The total number of bags required can be calculated by dividing the total cloth area by the area of one bag.

Answer 1

Correct Answer: 30

To determine the total number of bags required in the baghouse, follow these steps:

1. First, calculate the cloth area required while one section is shut down for cleaning, leaving four sections operational. The total volumetric flow rate is 12 m³/s. When converted to m³/min, this becomes 720 m³/min (since 1 s = 1/60 min).
2. With an air-to-cloth ratio of 6.0 m³/min-m², the cloth area required for the 4 sections is:
   A = (720 m³/min) / (6.0 m³/min-m²) = 120 m².
3. Since each section should have the same area and there are 5 sections, the total cloth area for all five sections is:
   Total Cloth Area = 5/4 × 120 m² = 150 m².
4. Next, calculate the cloth area for each bag. The diameter of the bag is 32 cm = 0.32 m, and the length is 5 m.

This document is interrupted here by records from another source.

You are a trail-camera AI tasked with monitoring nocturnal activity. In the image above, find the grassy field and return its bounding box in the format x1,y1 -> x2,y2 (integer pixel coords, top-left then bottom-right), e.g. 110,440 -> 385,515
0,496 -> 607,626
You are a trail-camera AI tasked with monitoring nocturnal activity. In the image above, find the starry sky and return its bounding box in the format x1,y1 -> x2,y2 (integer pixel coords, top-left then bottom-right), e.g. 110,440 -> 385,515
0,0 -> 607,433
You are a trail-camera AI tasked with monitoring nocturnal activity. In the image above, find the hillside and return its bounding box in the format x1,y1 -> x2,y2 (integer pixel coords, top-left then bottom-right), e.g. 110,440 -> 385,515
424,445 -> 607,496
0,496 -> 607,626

The surface area A of each cylindrical bag (not considering the ends) is given by:
   A_bag = π × d × h = π × 0.32 m × 5 m ≈ 5.024 m².
5. The total number of bags required is then:
   Number of Bags = Total Cloth Area / A_bag ≈ 150 m² / 5.024 m² ≈ 29.86.
6. Since the number of bags must be an integer, round 29.86 up to 30 to ensure adequate capacity.

The total number of bags required in the baghouse is 30.